# Mehrere Karten-Teile per Programm nahtlos zusammenfügen



## mingelburns (3. Juni 2004)

Hi!

Wie kann ich mehrere, nicht unbedingt immer gerade eingescannte, Teile einer Karte nahtlos zusammenfügen?

Kennt da jemand ein gutes Programm, mit dem man 2D-Bilder automatisch zusammenheften kann, am besten natürlich Freeware! Mit Photoshop ist das ja wahrscheinlich nicht möglich  

Gruß
mingel


----------



## ShadowMan (3. Juni 2004)

Ich kenne leider so kein Freewareprogramm, aber wieso ist das mit PS nicht möglich? Klar, es ist ein wenig Arbeit, aber ich wüsste keinen Weg drum rumzukommen. (ich bin auch jemand der immer möglichst wenig Arbeit sucht und wenn ich noch 2 Stunden vorher überlegen muss wie ich mir die Arbeit erleichtere *gg*)
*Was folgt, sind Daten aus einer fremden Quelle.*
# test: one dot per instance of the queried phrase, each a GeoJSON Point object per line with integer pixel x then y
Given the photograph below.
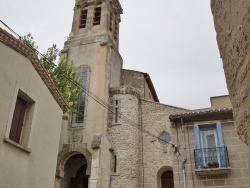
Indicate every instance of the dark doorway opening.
{"type": "Point", "coordinates": [167, 179]}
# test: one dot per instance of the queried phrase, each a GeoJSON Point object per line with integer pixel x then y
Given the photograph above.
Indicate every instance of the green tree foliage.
{"type": "Point", "coordinates": [29, 39]}
{"type": "Point", "coordinates": [64, 75]}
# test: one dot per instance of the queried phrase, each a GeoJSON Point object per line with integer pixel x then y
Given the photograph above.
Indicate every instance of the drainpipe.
{"type": "Point", "coordinates": [184, 154]}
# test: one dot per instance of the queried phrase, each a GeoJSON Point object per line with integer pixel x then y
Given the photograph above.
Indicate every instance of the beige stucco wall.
{"type": "Point", "coordinates": [231, 19]}
{"type": "Point", "coordinates": [239, 158]}
{"type": "Point", "coordinates": [21, 169]}
{"type": "Point", "coordinates": [220, 102]}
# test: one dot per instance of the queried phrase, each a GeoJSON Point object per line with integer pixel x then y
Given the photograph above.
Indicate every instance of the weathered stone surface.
{"type": "Point", "coordinates": [232, 24]}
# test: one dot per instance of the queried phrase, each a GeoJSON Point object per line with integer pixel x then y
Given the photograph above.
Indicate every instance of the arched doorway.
{"type": "Point", "coordinates": [167, 180]}
{"type": "Point", "coordinates": [75, 172]}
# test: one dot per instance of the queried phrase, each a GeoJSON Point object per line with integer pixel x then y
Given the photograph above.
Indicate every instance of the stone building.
{"type": "Point", "coordinates": [210, 153]}
{"type": "Point", "coordinates": [29, 127]}
{"type": "Point", "coordinates": [114, 141]}
{"type": "Point", "coordinates": [231, 20]}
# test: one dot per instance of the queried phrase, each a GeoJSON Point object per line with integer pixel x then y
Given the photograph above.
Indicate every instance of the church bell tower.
{"type": "Point", "coordinates": [93, 45]}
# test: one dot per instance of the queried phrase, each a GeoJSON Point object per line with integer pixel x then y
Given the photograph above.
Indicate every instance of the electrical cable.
{"type": "Point", "coordinates": [89, 93]}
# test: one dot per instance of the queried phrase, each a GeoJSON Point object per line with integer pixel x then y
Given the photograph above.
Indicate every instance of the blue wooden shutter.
{"type": "Point", "coordinates": [199, 157]}
{"type": "Point", "coordinates": [221, 149]}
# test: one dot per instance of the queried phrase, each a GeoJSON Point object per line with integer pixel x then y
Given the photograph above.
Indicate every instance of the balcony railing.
{"type": "Point", "coordinates": [209, 161]}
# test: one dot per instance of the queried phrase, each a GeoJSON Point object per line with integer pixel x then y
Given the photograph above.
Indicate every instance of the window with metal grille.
{"type": "Point", "coordinates": [116, 29]}
{"type": "Point", "coordinates": [79, 118]}
{"type": "Point", "coordinates": [18, 120]}
{"type": "Point", "coordinates": [111, 22]}
{"type": "Point", "coordinates": [97, 16]}
{"type": "Point", "coordinates": [164, 138]}
{"type": "Point", "coordinates": [83, 19]}
{"type": "Point", "coordinates": [116, 112]}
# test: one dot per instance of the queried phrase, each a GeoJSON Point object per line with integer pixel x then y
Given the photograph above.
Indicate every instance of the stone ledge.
{"type": "Point", "coordinates": [213, 171]}
{"type": "Point", "coordinates": [18, 146]}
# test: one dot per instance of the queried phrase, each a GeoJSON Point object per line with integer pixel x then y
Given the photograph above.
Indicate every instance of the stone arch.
{"type": "Point", "coordinates": [69, 151]}
{"type": "Point", "coordinates": [160, 172]}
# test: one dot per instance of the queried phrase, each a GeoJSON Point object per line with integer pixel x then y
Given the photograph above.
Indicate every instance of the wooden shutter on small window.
{"type": "Point", "coordinates": [17, 121]}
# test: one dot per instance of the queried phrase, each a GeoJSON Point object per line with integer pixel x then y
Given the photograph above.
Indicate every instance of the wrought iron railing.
{"type": "Point", "coordinates": [211, 158]}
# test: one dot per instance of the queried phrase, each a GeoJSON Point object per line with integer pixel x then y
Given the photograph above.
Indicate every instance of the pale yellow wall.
{"type": "Point", "coordinates": [19, 169]}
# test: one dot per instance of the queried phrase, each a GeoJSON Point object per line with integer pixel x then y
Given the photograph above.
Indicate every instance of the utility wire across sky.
{"type": "Point", "coordinates": [89, 93]}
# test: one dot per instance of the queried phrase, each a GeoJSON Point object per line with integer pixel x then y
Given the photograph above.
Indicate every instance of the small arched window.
{"type": "Point", "coordinates": [164, 138]}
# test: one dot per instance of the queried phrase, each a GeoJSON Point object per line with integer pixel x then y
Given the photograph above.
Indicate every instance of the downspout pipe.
{"type": "Point", "coordinates": [184, 155]}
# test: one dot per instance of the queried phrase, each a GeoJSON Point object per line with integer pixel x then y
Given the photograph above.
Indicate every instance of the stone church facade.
{"type": "Point", "coordinates": [114, 143]}
{"type": "Point", "coordinates": [231, 20]}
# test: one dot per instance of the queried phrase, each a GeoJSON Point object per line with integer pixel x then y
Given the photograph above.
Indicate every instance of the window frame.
{"type": "Point", "coordinates": [24, 142]}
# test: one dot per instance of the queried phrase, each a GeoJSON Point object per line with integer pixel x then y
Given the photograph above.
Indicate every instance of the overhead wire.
{"type": "Point", "coordinates": [89, 93]}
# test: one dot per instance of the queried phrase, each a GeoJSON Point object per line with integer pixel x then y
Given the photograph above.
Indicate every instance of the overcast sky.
{"type": "Point", "coordinates": [173, 41]}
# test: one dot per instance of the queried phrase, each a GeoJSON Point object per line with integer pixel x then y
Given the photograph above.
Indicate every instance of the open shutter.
{"type": "Point", "coordinates": [17, 120]}
{"type": "Point", "coordinates": [199, 157]}
{"type": "Point", "coordinates": [221, 149]}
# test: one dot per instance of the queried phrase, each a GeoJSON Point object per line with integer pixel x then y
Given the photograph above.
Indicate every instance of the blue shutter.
{"type": "Point", "coordinates": [221, 149]}
{"type": "Point", "coordinates": [199, 157]}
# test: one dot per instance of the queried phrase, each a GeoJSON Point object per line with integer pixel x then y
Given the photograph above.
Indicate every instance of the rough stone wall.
{"type": "Point", "coordinates": [232, 24]}
{"type": "Point", "coordinates": [155, 119]}
{"type": "Point", "coordinates": [124, 137]}
{"type": "Point", "coordinates": [239, 158]}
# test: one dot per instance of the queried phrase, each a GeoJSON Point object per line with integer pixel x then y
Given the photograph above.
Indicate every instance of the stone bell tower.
{"type": "Point", "coordinates": [85, 150]}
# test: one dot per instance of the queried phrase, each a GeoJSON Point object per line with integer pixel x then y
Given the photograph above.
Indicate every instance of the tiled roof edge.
{"type": "Point", "coordinates": [28, 52]}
Also ich würde einfach die verschiedenen Kartenteile in verschiedene Ebenen legen und dann mit Transformieren in die richtige Position drehen. Falls es dann noch diese Unschönen Übergange gibt etwas weichzeichnen oder mit dem Reperaturpinsel nachhelfen.
Dürfe so eigentlich machbar sein, falls die Karten nicht allzu schräg und "komisch" eingescannt sind.

Sonst: http://www.map24.de 

Liebe Grüße,
Shadow ;-]


----------



## mingelburns (3. Juni 2004)

Ja, aber der Weg zu Fuß dauert mir dann doch zu lange, auch wenn es naürlich so möglich wäre.

Sind nämlich mehrere Teile, die ich wieder passend zusammensetzen möchte und da dauert dieser Weg dann doch etwas lange...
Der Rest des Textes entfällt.